Grande released her latest single ‘thank u, next’, a song boldly dedicated to her exes, just two weeks after she split from Pete and less than a month after the death of Mac Miller. Currently number one in the UK and in countless other countries, it’s a ballsy break-up song in which she discusses her past partners, individually naming them while triumphantly singing ‘I’m so fucking thankful for my ex’ during its chorus. While other pop stars opt for sly digs at past lovers in their lyrics, Grande, once again, is frank and upfront, laying herself bare in an act of inspirational resilience. The song’s music video will be released today, where she’ll take on the roles of chick flick heroines from Mean Girls (Mark Waters, 2004), Legally Blonde (Robert Luketic, 2001), Bring It On (Peyton Reed, 2000) and 13 Going On 30 (Gary Winick, 2004). Those who criticise pop music are also unlikely to be fans of those films, but Grande knows her domain and is owning it, while also reinventing its framework. While her work may not seem meaningful to many, its significance to those who support her – the kids at her shows who credit her for helping them on their journey to self-acceptance, the followers who she spends hours replying to on Twitter – is almost incomprehensible.
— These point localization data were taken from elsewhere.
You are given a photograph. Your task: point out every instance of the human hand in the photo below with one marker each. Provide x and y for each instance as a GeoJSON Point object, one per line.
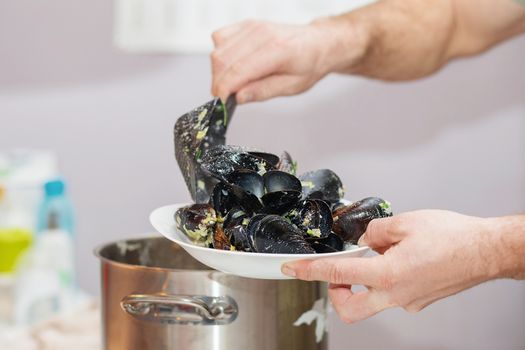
{"type": "Point", "coordinates": [260, 60]}
{"type": "Point", "coordinates": [427, 255]}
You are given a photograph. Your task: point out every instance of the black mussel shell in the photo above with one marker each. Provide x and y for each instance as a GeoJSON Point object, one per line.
{"type": "Point", "coordinates": [269, 157]}
{"type": "Point", "coordinates": [312, 216]}
{"type": "Point", "coordinates": [253, 227]}
{"type": "Point", "coordinates": [287, 164]}
{"type": "Point", "coordinates": [249, 180]}
{"type": "Point", "coordinates": [226, 196]}
{"type": "Point", "coordinates": [280, 202]}
{"type": "Point", "coordinates": [221, 161]}
{"type": "Point", "coordinates": [322, 184]}
{"type": "Point", "coordinates": [194, 133]}
{"type": "Point", "coordinates": [277, 180]}
{"type": "Point", "coordinates": [274, 234]}
{"type": "Point", "coordinates": [220, 240]}
{"type": "Point", "coordinates": [329, 244]}
{"type": "Point", "coordinates": [234, 217]}
{"type": "Point", "coordinates": [350, 222]}
{"type": "Point", "coordinates": [283, 191]}
{"type": "Point", "coordinates": [336, 205]}
{"type": "Point", "coordinates": [238, 236]}
{"type": "Point", "coordinates": [197, 221]}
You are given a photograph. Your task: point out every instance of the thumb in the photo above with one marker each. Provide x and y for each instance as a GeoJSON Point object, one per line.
{"type": "Point", "coordinates": [381, 233]}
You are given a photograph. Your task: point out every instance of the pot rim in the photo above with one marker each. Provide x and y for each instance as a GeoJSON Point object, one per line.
{"type": "Point", "coordinates": [97, 252]}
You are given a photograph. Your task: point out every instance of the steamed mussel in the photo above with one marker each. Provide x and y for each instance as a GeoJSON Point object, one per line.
{"type": "Point", "coordinates": [253, 201]}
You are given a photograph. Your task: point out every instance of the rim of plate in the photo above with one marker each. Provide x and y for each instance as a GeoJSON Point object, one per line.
{"type": "Point", "coordinates": [236, 252]}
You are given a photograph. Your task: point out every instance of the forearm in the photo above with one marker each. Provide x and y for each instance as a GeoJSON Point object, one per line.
{"type": "Point", "coordinates": [507, 246]}
{"type": "Point", "coordinates": [408, 39]}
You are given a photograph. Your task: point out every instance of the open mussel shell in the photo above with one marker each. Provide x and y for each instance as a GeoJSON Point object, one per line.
{"type": "Point", "coordinates": [329, 244]}
{"type": "Point", "coordinates": [280, 202]}
{"type": "Point", "coordinates": [269, 157]}
{"type": "Point", "coordinates": [351, 221]}
{"type": "Point", "coordinates": [322, 184]}
{"type": "Point", "coordinates": [220, 240]}
{"type": "Point", "coordinates": [274, 234]}
{"type": "Point", "coordinates": [194, 133]}
{"type": "Point", "coordinates": [234, 217]}
{"type": "Point", "coordinates": [238, 236]}
{"type": "Point", "coordinates": [312, 216]}
{"type": "Point", "coordinates": [277, 180]}
{"type": "Point", "coordinates": [251, 181]}
{"type": "Point", "coordinates": [226, 196]}
{"type": "Point", "coordinates": [221, 161]}
{"type": "Point", "coordinates": [197, 221]}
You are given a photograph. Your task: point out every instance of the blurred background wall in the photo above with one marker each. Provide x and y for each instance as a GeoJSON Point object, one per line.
{"type": "Point", "coordinates": [453, 141]}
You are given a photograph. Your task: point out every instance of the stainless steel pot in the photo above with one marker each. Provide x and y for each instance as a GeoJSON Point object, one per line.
{"type": "Point", "coordinates": [156, 296]}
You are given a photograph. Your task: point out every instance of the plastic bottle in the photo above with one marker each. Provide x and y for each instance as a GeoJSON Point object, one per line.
{"type": "Point", "coordinates": [55, 206]}
{"type": "Point", "coordinates": [46, 281]}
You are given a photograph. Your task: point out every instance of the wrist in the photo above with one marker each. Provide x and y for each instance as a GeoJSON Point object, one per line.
{"type": "Point", "coordinates": [345, 43]}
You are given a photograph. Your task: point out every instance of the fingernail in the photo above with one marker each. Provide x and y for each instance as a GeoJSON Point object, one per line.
{"type": "Point", "coordinates": [288, 271]}
{"type": "Point", "coordinates": [246, 97]}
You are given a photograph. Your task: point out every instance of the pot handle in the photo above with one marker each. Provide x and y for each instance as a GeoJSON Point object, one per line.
{"type": "Point", "coordinates": [181, 309]}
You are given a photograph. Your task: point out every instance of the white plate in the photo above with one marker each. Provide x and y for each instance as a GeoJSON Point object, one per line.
{"type": "Point", "coordinates": [245, 264]}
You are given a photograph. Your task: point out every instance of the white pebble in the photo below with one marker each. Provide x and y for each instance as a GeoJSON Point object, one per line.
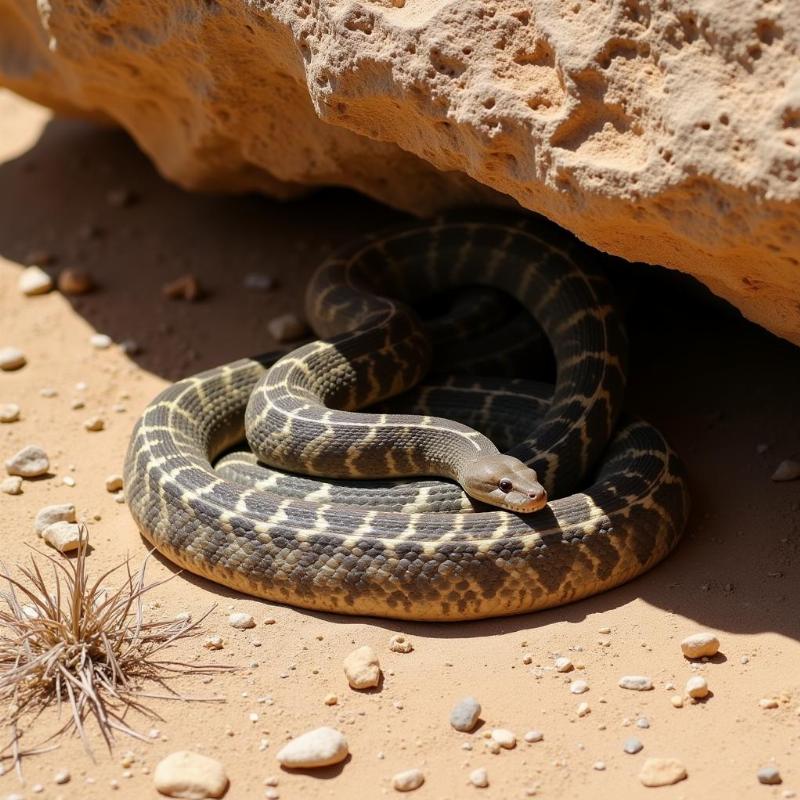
{"type": "Point", "coordinates": [30, 462]}
{"type": "Point", "coordinates": [408, 780]}
{"type": "Point", "coordinates": [362, 668]}
{"type": "Point", "coordinates": [317, 748]}
{"type": "Point", "coordinates": [638, 683]}
{"type": "Point", "coordinates": [700, 644]}
{"type": "Point", "coordinates": [697, 687]}
{"type": "Point", "coordinates": [34, 280]}
{"type": "Point", "coordinates": [504, 738]}
{"type": "Point", "coordinates": [241, 620]}
{"type": "Point", "coordinates": [9, 412]}
{"type": "Point", "coordinates": [190, 775]}
{"type": "Point", "coordinates": [479, 777]}
{"type": "Point", "coordinates": [12, 358]}
{"type": "Point", "coordinates": [64, 536]}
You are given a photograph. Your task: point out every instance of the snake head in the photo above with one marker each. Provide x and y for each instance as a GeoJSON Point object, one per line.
{"type": "Point", "coordinates": [506, 482]}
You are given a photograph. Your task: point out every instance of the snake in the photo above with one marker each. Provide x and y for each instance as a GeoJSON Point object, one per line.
{"type": "Point", "coordinates": [584, 498]}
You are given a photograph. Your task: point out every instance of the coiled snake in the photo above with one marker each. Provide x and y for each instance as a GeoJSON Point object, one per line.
{"type": "Point", "coordinates": [301, 547]}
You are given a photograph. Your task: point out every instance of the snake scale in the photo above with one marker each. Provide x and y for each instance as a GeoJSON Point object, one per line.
{"type": "Point", "coordinates": [618, 496]}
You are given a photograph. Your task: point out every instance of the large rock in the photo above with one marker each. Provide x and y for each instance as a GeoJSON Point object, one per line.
{"type": "Point", "coordinates": [663, 132]}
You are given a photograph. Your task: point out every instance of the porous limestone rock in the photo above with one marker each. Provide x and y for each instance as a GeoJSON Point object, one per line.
{"type": "Point", "coordinates": [662, 132]}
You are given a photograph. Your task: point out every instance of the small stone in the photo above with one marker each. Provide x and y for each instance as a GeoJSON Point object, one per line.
{"type": "Point", "coordinates": [259, 282]}
{"type": "Point", "coordinates": [787, 470]}
{"type": "Point", "coordinates": [64, 512]}
{"type": "Point", "coordinates": [187, 287]}
{"type": "Point", "coordinates": [190, 775]}
{"type": "Point", "coordinates": [769, 776]}
{"type": "Point", "coordinates": [697, 687]}
{"type": "Point", "coordinates": [74, 282]}
{"type": "Point", "coordinates": [113, 483]}
{"type": "Point", "coordinates": [699, 645]}
{"type": "Point", "coordinates": [287, 328]}
{"type": "Point", "coordinates": [408, 780]}
{"type": "Point", "coordinates": [632, 745]}
{"type": "Point", "coordinates": [100, 341]}
{"type": "Point", "coordinates": [11, 358]}
{"type": "Point", "coordinates": [241, 620]}
{"type": "Point", "coordinates": [64, 536]}
{"type": "Point", "coordinates": [34, 280]}
{"type": "Point", "coordinates": [504, 738]}
{"type": "Point", "coordinates": [400, 644]}
{"type": "Point", "coordinates": [362, 668]}
{"type": "Point", "coordinates": [637, 683]}
{"type": "Point", "coordinates": [662, 772]}
{"type": "Point", "coordinates": [30, 462]}
{"type": "Point", "coordinates": [317, 748]}
{"type": "Point", "coordinates": [9, 412]}
{"type": "Point", "coordinates": [479, 777]}
{"type": "Point", "coordinates": [465, 714]}
{"type": "Point", "coordinates": [12, 485]}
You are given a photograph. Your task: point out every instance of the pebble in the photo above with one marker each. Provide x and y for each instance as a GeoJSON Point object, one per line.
{"type": "Point", "coordinates": [699, 645]}
{"type": "Point", "coordinates": [9, 412]}
{"type": "Point", "coordinates": [259, 282]}
{"type": "Point", "coordinates": [187, 287]}
{"type": "Point", "coordinates": [74, 282]}
{"type": "Point", "coordinates": [662, 772]}
{"type": "Point", "coordinates": [408, 780]}
{"type": "Point", "coordinates": [287, 328]}
{"type": "Point", "coordinates": [46, 516]}
{"type": "Point", "coordinates": [697, 687]}
{"type": "Point", "coordinates": [64, 536]}
{"type": "Point", "coordinates": [30, 462]}
{"type": "Point", "coordinates": [504, 738]}
{"type": "Point", "coordinates": [34, 280]}
{"type": "Point", "coordinates": [769, 775]}
{"type": "Point", "coordinates": [465, 714]}
{"type": "Point", "coordinates": [11, 358]}
{"type": "Point", "coordinates": [100, 341]}
{"type": "Point", "coordinates": [241, 620]}
{"type": "Point", "coordinates": [479, 777]}
{"type": "Point", "coordinates": [362, 668]}
{"type": "Point", "coordinates": [638, 683]}
{"type": "Point", "coordinates": [787, 470]}
{"type": "Point", "coordinates": [113, 483]}
{"type": "Point", "coordinates": [400, 644]}
{"type": "Point", "coordinates": [632, 745]}
{"type": "Point", "coordinates": [317, 748]}
{"type": "Point", "coordinates": [190, 775]}
{"type": "Point", "coordinates": [11, 485]}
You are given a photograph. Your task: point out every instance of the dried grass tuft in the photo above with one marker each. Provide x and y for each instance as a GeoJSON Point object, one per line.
{"type": "Point", "coordinates": [73, 643]}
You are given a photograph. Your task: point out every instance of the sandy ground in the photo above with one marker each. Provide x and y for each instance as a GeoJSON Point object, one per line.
{"type": "Point", "coordinates": [718, 387]}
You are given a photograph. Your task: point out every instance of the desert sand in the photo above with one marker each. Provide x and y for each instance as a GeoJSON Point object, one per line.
{"type": "Point", "coordinates": [725, 392]}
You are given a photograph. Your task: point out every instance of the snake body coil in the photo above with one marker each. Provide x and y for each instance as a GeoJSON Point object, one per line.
{"type": "Point", "coordinates": [361, 559]}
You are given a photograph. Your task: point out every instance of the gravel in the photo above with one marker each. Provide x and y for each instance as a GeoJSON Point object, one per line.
{"type": "Point", "coordinates": [317, 748]}
{"type": "Point", "coordinates": [11, 358]}
{"type": "Point", "coordinates": [30, 462]}
{"type": "Point", "coordinates": [190, 775]}
{"type": "Point", "coordinates": [465, 714]}
{"type": "Point", "coordinates": [362, 668]}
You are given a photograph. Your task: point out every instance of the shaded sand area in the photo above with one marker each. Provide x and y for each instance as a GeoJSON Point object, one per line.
{"type": "Point", "coordinates": [726, 393]}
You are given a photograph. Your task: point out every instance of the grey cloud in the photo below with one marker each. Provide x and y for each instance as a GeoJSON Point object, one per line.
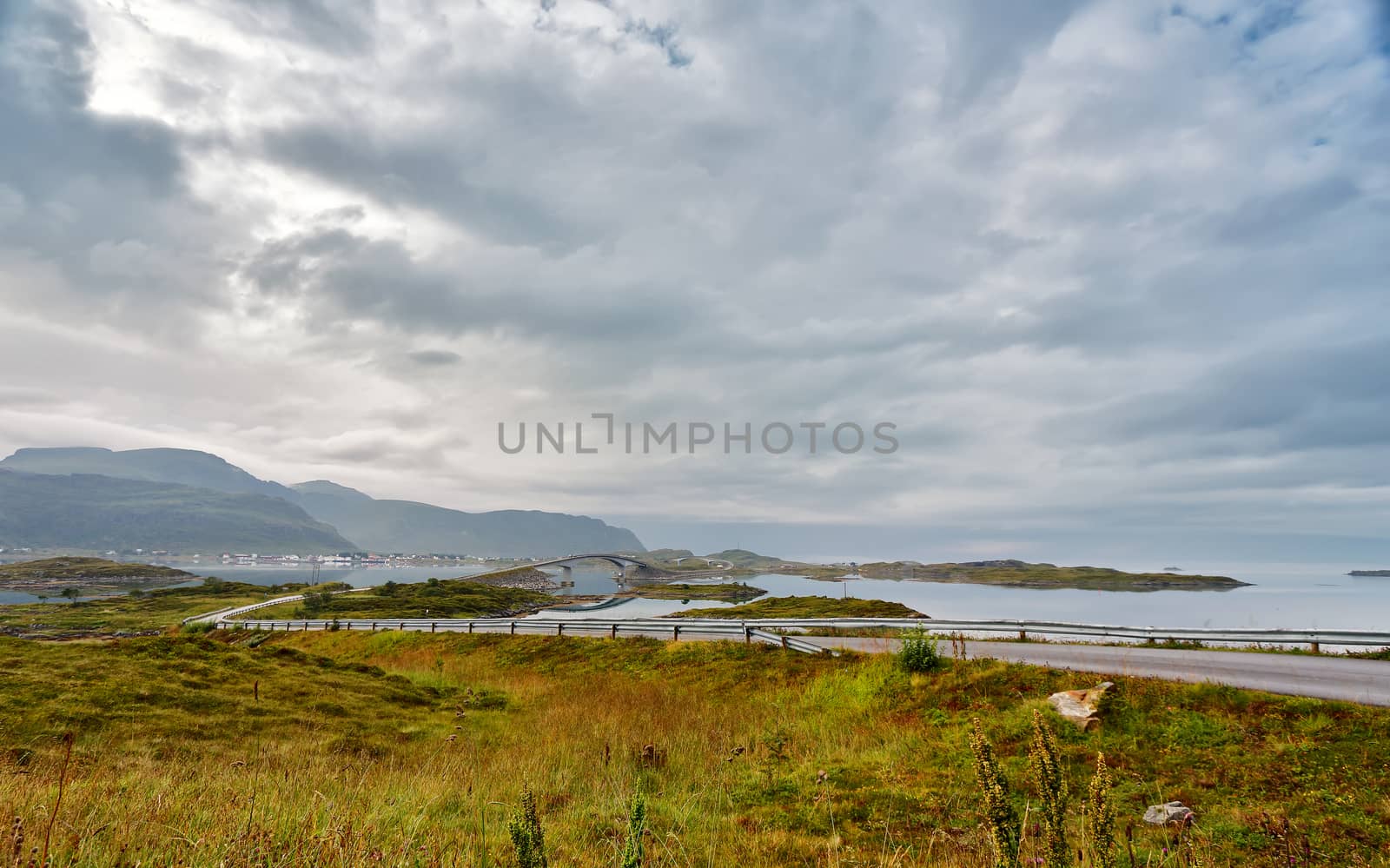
{"type": "Point", "coordinates": [1306, 398]}
{"type": "Point", "coordinates": [434, 358]}
{"type": "Point", "coordinates": [1068, 277]}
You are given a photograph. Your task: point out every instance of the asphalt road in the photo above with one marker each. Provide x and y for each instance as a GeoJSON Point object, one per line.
{"type": "Point", "coordinates": [1324, 678]}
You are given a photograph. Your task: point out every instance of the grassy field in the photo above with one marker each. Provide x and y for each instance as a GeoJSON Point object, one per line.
{"type": "Point", "coordinates": [806, 606]}
{"type": "Point", "coordinates": [438, 599]}
{"type": "Point", "coordinates": [407, 749]}
{"type": "Point", "coordinates": [680, 590]}
{"type": "Point", "coordinates": [138, 611]}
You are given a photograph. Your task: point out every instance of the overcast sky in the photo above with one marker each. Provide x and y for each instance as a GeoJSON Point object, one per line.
{"type": "Point", "coordinates": [1115, 270]}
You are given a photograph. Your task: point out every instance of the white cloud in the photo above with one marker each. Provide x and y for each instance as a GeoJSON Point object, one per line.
{"type": "Point", "coordinates": [348, 241]}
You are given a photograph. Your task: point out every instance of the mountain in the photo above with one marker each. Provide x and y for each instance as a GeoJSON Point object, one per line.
{"type": "Point", "coordinates": [389, 526]}
{"type": "Point", "coordinates": [420, 527]}
{"type": "Point", "coordinates": [99, 512]}
{"type": "Point", "coordinates": [178, 467]}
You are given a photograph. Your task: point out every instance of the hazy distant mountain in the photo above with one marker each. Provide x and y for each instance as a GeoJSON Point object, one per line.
{"type": "Point", "coordinates": [101, 512]}
{"type": "Point", "coordinates": [178, 467]}
{"type": "Point", "coordinates": [391, 526]}
{"type": "Point", "coordinates": [421, 527]}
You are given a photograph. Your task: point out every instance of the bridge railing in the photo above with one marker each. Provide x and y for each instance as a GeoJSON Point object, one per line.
{"type": "Point", "coordinates": [764, 629]}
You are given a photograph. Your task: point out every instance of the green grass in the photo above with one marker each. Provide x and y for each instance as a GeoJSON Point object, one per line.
{"type": "Point", "coordinates": [806, 606]}
{"type": "Point", "coordinates": [434, 599]}
{"type": "Point", "coordinates": [138, 611]}
{"type": "Point", "coordinates": [407, 749]}
{"type": "Point", "coordinates": [723, 593]}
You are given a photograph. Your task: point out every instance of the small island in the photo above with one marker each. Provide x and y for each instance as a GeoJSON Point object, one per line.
{"type": "Point", "coordinates": [433, 599]}
{"type": "Point", "coordinates": [680, 590]}
{"type": "Point", "coordinates": [90, 574]}
{"type": "Point", "coordinates": [805, 606]}
{"type": "Point", "coordinates": [1019, 573]}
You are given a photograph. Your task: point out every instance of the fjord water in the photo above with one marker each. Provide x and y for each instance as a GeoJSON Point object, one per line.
{"type": "Point", "coordinates": [1281, 596]}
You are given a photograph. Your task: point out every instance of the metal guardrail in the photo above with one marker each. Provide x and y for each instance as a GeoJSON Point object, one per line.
{"type": "Point", "coordinates": [234, 611]}
{"type": "Point", "coordinates": [534, 626]}
{"type": "Point", "coordinates": [758, 629]}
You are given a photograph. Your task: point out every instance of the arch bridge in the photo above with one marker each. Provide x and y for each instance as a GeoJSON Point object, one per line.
{"type": "Point", "coordinates": [623, 564]}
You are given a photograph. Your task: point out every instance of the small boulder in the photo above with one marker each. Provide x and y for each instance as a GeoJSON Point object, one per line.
{"type": "Point", "coordinates": [1169, 812]}
{"type": "Point", "coordinates": [1083, 707]}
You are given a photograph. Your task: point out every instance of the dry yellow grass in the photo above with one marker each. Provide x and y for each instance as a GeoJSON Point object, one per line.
{"type": "Point", "coordinates": [750, 756]}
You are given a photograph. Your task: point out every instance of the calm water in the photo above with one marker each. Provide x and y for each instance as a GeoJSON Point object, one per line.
{"type": "Point", "coordinates": [280, 574]}
{"type": "Point", "coordinates": [1282, 596]}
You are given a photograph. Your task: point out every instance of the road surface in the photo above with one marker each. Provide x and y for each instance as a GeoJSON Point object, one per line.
{"type": "Point", "coordinates": [1324, 678]}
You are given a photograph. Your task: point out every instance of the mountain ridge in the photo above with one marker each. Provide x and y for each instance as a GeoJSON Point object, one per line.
{"type": "Point", "coordinates": [373, 525]}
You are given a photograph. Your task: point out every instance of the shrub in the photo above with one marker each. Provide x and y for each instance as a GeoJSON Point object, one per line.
{"type": "Point", "coordinates": [527, 835]}
{"type": "Point", "coordinates": [1100, 817]}
{"type": "Point", "coordinates": [1001, 817]}
{"type": "Point", "coordinates": [1049, 777]}
{"type": "Point", "coordinates": [919, 652]}
{"type": "Point", "coordinates": [636, 821]}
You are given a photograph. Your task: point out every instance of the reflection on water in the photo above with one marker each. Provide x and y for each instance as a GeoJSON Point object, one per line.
{"type": "Point", "coordinates": [1282, 596]}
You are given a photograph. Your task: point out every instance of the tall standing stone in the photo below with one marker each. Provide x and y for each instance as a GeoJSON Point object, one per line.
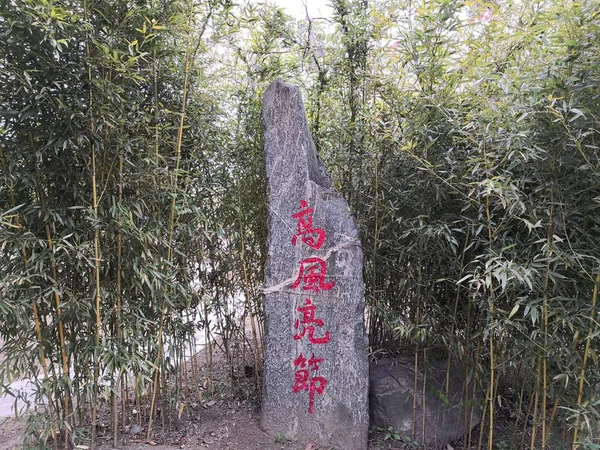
{"type": "Point", "coordinates": [316, 368]}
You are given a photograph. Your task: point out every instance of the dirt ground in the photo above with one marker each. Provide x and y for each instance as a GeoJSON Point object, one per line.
{"type": "Point", "coordinates": [226, 425]}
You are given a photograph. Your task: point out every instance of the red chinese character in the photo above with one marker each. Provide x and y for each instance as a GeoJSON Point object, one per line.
{"type": "Point", "coordinates": [312, 274]}
{"type": "Point", "coordinates": [309, 322]}
{"type": "Point", "coordinates": [313, 237]}
{"type": "Point", "coordinates": [303, 381]}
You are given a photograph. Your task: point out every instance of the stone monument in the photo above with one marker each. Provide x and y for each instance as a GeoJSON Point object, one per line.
{"type": "Point", "coordinates": [316, 368]}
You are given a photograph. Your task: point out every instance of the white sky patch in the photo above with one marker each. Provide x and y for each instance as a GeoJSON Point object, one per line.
{"type": "Point", "coordinates": [297, 8]}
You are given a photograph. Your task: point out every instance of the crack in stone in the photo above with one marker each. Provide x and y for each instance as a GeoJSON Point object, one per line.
{"type": "Point", "coordinates": [287, 282]}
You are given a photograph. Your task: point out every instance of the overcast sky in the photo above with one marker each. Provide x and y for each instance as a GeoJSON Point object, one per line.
{"type": "Point", "coordinates": [296, 8]}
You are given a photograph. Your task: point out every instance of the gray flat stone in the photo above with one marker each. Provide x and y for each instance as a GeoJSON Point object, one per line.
{"type": "Point", "coordinates": [439, 420]}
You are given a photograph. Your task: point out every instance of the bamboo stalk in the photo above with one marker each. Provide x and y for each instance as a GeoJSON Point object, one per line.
{"type": "Point", "coordinates": [35, 309]}
{"type": "Point", "coordinates": [586, 354]}
{"type": "Point", "coordinates": [247, 294]}
{"type": "Point", "coordinates": [58, 305]}
{"type": "Point", "coordinates": [118, 311]}
{"type": "Point", "coordinates": [171, 223]}
{"type": "Point", "coordinates": [97, 298]}
{"type": "Point", "coordinates": [536, 404]}
{"type": "Point", "coordinates": [545, 330]}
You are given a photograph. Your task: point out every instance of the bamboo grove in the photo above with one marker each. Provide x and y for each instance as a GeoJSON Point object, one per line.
{"type": "Point", "coordinates": [464, 135]}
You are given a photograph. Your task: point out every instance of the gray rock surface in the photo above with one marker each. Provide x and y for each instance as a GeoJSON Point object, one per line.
{"type": "Point", "coordinates": [316, 368]}
{"type": "Point", "coordinates": [391, 400]}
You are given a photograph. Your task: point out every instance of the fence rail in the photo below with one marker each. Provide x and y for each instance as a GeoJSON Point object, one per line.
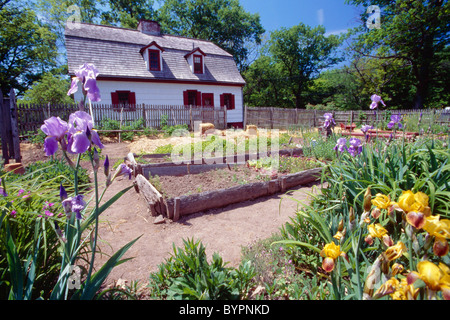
{"type": "Point", "coordinates": [32, 116]}
{"type": "Point", "coordinates": [285, 118]}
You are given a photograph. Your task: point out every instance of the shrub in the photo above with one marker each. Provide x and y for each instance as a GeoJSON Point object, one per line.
{"type": "Point", "coordinates": [187, 275]}
{"type": "Point", "coordinates": [58, 172]}
{"type": "Point", "coordinates": [359, 224]}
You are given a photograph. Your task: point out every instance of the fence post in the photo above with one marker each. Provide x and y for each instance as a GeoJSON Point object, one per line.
{"type": "Point", "coordinates": [143, 115]}
{"type": "Point", "coordinates": [191, 123]}
{"type": "Point", "coordinates": [14, 151]}
{"type": "Point", "coordinates": [4, 128]}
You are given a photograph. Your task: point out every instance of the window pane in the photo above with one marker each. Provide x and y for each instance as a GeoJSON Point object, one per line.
{"type": "Point", "coordinates": [154, 60]}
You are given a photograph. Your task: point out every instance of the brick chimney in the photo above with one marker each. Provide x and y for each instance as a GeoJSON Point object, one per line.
{"type": "Point", "coordinates": [149, 27]}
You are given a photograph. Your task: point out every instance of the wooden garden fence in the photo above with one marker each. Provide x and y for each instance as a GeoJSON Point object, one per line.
{"type": "Point", "coordinates": [30, 117]}
{"type": "Point", "coordinates": [286, 118]}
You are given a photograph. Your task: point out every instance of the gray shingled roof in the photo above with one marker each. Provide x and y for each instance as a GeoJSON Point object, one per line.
{"type": "Point", "coordinates": [115, 53]}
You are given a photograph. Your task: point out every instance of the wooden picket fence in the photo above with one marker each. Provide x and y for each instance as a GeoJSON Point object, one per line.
{"type": "Point", "coordinates": [31, 116]}
{"type": "Point", "coordinates": [286, 118]}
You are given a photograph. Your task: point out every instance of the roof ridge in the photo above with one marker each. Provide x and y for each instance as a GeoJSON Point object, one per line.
{"type": "Point", "coordinates": [135, 30]}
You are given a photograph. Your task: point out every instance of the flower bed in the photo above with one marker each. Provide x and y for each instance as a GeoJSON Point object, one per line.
{"type": "Point", "coordinates": [175, 196]}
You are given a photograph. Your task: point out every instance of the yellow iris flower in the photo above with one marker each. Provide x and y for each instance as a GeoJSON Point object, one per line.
{"type": "Point", "coordinates": [410, 201]}
{"type": "Point", "coordinates": [330, 252]}
{"type": "Point", "coordinates": [436, 277]}
{"type": "Point", "coordinates": [381, 201]}
{"type": "Point", "coordinates": [396, 251]}
{"type": "Point", "coordinates": [440, 229]}
{"type": "Point", "coordinates": [378, 231]}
We’re privy to a lot of pre-show pep talks in the Dangerous Woman Diaries. Towards the end of the third episode – still on the first American leg of the tour – her manager, Scooter Braun, takes the lead. ‘The world is a very interesting place where they’re forgetting what history’s taught us,’ he starts. ‘Most artists are afraid to speak up. They’re afraid to say what really matters and stand up for all these kids out here, that are mostly in this crowd. And Ariana Grande is never afraid. […] So tonight, when you guys are on that stage, know that you are on with someone who is on the right side of history.’ At this point in her career, I believe there’s no doubt that Grande will go on to become a pop icon. Her music alone might not change the world, but her tenacious optimism sets the ultimate example for a younger generation faced with turbulent futures. As she advises listeners in ‘get well soon’, we simply have to ‘Unfollow fear and just say “you are blocked”’. Ariana isn’t just on the right side of history, she’s making it.